We have arrived at our sorry state because the powerful used othering to justify extracting carbon from peoples and regions where it existed.

“But for the past three decades, since the Intergovernmental Panel on Climate Change was created and climate negotiations began, this refusal to lower emissions has been accompanied with full awareness of the dangers. And this kind of recklessness would have been functionally impossible without institutional racism, even if only latent. It would have been impossible without Orientalism, without all the potent tools on offer that allow the powerful to discount the lives of the less powerful. These tools – of ranking the relative value of humans – are what allow the writing off of entire nations and ancient cultures. And they are what allowed for the digging up of all that carbon to begin with.”

The process of othering can also occur within a nation.

“And the thing about fossil fuels is that they are so inherently dirty and toxic that they require sacrificial people and places: people whose lungs and bodies can be sacrificed to work in the coal mines, people whose lands and water can be sacrificed to open-pit mining and oil spills. As recently as the 1970s, scientists advising the US government openly referred to certain parts of the country being designated ‘national sacrifice areas’. Think of the mountains of Appalachia, blasted off for coal mining – because so-called ‘mountain top removal’ coal mining is cheaper than digging holes underground. There must be theories of othering to justify sacrificing an entire geography – theories about the people who lived there being so poor and backward that their lives and culture don’t deserve protection.”

Klein discovered an interesting and instructive way of associating climate—and climate change—with political and social discord.  She attributes it to Wyal Weizman, an Israeli, who emphasized the need to appreciate the “aridity line,” which is the locus of points where rainfall begins to fall below the level necessary to grow cereal crops without resorting to irrigation (about 200 millimeters or 7.9 inches per year).  Weizman referred to this as The Conflict Shoreline in a 2015 publication.  Klein provides this plot of the current aridity line.

The red circles indicate areas in which drone strikes are occurring as a way of indicating how armed conflict and climate issues coincide.  It has been argued that the upheavals of the “Arab Spring” were generated by climate and associated food security issues.  To the extent that this is true, one must view the refugees that the ensuing struggles have generated as the first of many climate refugees.

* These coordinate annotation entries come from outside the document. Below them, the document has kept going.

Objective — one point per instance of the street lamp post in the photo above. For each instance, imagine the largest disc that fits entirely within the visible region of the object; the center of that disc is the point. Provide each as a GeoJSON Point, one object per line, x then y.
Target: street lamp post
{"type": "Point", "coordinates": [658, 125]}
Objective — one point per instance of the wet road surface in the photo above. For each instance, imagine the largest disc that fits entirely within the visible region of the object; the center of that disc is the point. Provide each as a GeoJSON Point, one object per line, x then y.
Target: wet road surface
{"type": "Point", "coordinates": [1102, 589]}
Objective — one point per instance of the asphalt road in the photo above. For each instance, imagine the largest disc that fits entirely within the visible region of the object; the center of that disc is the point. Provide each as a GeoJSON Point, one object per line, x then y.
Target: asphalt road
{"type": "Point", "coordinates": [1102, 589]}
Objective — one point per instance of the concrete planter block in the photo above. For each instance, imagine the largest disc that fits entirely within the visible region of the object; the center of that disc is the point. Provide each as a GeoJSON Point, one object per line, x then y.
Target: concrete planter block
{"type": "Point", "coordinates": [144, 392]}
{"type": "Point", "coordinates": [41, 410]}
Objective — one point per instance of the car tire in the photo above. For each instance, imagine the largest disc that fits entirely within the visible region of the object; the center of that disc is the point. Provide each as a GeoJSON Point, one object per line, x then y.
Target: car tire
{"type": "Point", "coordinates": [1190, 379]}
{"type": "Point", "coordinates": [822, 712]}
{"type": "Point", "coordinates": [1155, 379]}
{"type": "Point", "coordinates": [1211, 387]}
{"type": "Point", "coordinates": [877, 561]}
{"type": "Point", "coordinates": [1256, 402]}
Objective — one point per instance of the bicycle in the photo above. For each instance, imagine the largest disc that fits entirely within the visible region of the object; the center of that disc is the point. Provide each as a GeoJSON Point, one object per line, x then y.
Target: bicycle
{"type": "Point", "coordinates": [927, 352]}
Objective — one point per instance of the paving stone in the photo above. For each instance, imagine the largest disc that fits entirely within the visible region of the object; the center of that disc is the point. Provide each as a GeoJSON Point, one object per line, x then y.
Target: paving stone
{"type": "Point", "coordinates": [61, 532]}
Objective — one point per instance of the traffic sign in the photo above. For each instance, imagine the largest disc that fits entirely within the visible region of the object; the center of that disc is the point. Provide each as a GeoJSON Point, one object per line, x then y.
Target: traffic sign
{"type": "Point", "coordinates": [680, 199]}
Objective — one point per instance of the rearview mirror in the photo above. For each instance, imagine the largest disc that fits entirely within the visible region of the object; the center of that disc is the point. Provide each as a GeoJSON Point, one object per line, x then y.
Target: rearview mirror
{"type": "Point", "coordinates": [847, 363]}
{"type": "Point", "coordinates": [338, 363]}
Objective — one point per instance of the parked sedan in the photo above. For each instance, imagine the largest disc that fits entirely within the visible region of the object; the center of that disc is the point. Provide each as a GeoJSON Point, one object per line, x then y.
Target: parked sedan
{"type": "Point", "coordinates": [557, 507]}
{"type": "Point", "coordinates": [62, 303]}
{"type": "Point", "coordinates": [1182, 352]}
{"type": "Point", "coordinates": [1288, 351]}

“And now, with climate change, intensifying drought can have all kinds of impacts along this line. Weizman points out that the Syrian border city of Daraa falls directly on the aridity line. Daraa is where Syria’s deepest drought on record brought huge numbers of displaced farmers in the years leading up to the outbreak of Syria’s civil war, and it’s where the Syrian uprising broke out in 2011. Drought wasn’t the only factor in bringing tensions to a head. But the fact that 1.5 million people were internally displaced in Syria as a result of the drought clearly played a role. The connection between water and heat stress and conflict is a recurring, intensifying pattern all along the aridity line: all along it you see places marked by drought, water scarcity, scorching temperatures and military conflict – from Libya to Palestine, to some of the bloodiest battlefields in Afghanistan and Pakistan.”

“But Weizman also discovered what he calls an ‘astounding coincidence’. When you map the targets of Western drone strikes onto the region, you see that ‘many of these attacks – from South Waziristan through northern Yemen, Somalia, Mali, Iraq, Gaza and Libya – are directly on or close to the 200 mm aridity line.’ The red dots on the map above represent some of the areas where strikes have been concentrated. To me this is the most striking attempt yet to visualise the brutal landscape of the climate crisis.”

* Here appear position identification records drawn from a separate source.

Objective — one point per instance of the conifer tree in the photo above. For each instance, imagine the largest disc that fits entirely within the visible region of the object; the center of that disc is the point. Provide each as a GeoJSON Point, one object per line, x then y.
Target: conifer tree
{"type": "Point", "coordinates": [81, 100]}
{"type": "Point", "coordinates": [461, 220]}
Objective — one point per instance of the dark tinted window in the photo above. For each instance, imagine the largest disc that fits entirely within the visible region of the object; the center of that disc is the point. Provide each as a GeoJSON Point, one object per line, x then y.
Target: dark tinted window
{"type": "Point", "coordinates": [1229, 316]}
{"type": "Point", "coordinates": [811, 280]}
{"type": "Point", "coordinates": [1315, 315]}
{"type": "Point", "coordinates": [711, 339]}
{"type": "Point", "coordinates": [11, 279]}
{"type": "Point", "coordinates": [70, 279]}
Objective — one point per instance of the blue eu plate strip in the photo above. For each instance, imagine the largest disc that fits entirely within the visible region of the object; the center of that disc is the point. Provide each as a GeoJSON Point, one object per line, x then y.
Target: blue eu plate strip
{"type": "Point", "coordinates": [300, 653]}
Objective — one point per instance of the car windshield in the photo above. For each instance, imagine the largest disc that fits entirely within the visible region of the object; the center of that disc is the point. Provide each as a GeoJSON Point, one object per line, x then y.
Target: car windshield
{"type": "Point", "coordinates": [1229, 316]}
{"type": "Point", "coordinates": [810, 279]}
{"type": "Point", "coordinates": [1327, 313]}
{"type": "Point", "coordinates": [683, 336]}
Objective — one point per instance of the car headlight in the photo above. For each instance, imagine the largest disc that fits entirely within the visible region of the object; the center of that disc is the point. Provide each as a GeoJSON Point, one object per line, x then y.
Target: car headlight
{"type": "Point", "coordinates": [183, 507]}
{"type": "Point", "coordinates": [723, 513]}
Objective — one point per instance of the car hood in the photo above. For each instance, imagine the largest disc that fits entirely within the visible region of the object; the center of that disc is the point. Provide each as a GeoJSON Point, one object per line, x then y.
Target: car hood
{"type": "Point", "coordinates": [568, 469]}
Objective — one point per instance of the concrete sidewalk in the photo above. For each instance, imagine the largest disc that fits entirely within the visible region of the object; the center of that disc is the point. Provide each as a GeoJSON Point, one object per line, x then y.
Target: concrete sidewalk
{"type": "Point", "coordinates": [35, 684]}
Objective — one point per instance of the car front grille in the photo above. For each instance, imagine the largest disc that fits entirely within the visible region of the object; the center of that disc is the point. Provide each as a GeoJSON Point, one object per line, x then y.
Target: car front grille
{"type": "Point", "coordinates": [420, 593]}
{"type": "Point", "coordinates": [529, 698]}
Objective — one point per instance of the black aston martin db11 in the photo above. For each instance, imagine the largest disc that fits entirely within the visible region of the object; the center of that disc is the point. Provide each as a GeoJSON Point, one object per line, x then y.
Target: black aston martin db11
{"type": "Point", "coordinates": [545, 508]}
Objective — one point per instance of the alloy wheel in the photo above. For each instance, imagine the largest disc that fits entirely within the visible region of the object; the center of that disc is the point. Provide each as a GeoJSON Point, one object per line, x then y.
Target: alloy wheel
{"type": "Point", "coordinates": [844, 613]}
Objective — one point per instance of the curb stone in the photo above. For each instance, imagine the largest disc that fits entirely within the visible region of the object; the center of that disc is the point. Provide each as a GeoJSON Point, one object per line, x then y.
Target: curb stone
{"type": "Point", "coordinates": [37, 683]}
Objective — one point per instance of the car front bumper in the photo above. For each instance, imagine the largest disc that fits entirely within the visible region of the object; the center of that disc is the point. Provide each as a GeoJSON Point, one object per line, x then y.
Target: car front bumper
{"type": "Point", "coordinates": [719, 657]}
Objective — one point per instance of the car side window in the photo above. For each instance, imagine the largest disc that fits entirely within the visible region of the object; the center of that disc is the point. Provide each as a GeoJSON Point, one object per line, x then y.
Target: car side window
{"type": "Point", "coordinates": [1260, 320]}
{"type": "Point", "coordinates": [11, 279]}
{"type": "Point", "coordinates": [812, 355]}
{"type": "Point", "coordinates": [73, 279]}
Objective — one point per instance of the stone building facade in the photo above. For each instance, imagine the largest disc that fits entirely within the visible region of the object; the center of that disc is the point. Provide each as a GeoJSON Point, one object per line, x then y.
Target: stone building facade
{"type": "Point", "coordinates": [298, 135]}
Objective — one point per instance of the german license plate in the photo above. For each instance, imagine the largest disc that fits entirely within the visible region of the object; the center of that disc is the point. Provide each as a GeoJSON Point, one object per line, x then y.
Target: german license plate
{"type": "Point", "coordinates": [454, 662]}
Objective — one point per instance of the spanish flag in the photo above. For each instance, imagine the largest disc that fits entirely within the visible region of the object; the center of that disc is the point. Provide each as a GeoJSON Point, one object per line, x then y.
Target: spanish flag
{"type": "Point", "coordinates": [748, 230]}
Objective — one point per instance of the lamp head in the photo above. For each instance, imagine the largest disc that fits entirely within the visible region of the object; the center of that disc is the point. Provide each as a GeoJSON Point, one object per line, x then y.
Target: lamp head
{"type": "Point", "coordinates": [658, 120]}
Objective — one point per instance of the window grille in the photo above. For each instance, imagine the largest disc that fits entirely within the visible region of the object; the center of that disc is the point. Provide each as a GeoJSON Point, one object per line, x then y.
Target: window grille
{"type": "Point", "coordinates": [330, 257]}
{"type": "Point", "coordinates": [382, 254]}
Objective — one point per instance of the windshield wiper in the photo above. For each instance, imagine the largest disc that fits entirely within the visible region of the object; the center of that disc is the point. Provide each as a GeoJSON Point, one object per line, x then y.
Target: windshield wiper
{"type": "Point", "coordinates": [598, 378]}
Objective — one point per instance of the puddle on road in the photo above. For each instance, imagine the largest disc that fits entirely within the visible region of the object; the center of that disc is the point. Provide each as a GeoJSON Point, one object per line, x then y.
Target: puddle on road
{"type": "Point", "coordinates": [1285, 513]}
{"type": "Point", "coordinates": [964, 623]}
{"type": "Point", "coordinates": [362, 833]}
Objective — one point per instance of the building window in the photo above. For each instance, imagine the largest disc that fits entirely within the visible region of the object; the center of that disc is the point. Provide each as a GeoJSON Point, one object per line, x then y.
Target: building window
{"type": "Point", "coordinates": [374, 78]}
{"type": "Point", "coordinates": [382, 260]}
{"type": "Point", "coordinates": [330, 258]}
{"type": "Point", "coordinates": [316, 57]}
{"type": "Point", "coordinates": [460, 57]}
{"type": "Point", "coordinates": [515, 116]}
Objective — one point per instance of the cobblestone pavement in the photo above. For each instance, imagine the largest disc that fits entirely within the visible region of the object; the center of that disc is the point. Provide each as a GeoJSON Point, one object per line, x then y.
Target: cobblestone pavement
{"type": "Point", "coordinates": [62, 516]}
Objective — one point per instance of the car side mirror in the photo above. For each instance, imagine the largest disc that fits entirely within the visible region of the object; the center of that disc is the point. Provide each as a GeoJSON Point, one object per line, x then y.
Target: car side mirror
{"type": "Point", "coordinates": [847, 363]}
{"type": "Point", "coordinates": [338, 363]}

Climate and climate change are participating in the creation of refugees who flee the unrest and violence spawned by life near the aridity zone.  As the climate changes, the location of that aridity zone will change also, generating strife in other locations.  These refugees will become “the other” that must be dealt with.

“Just as bombs follow oil, and drones follow drought, so boats follow both: boats filled with refugees fleeing homes on the aridity line ravaged by war and drought. And the same capacity for dehumanising the other that justified the bombs and drones is now being trained on these migrants, casting their need for security as a threat to ours, their desperate flight as some sort of invading army. Tactics refined on the West Bank and in other occupation zones are now making their way to North America and Europe. In selling his wall on the border with Mexico, Donald Trump likes to say: ‘Ask Israel, the wall works.’ Camps are bulldozed in Calais, thousands of people drown in the Mediterranean, and the Australian government detains survivors of wars and despotic regimes in camps on the remote islands of Nauru and Manus.”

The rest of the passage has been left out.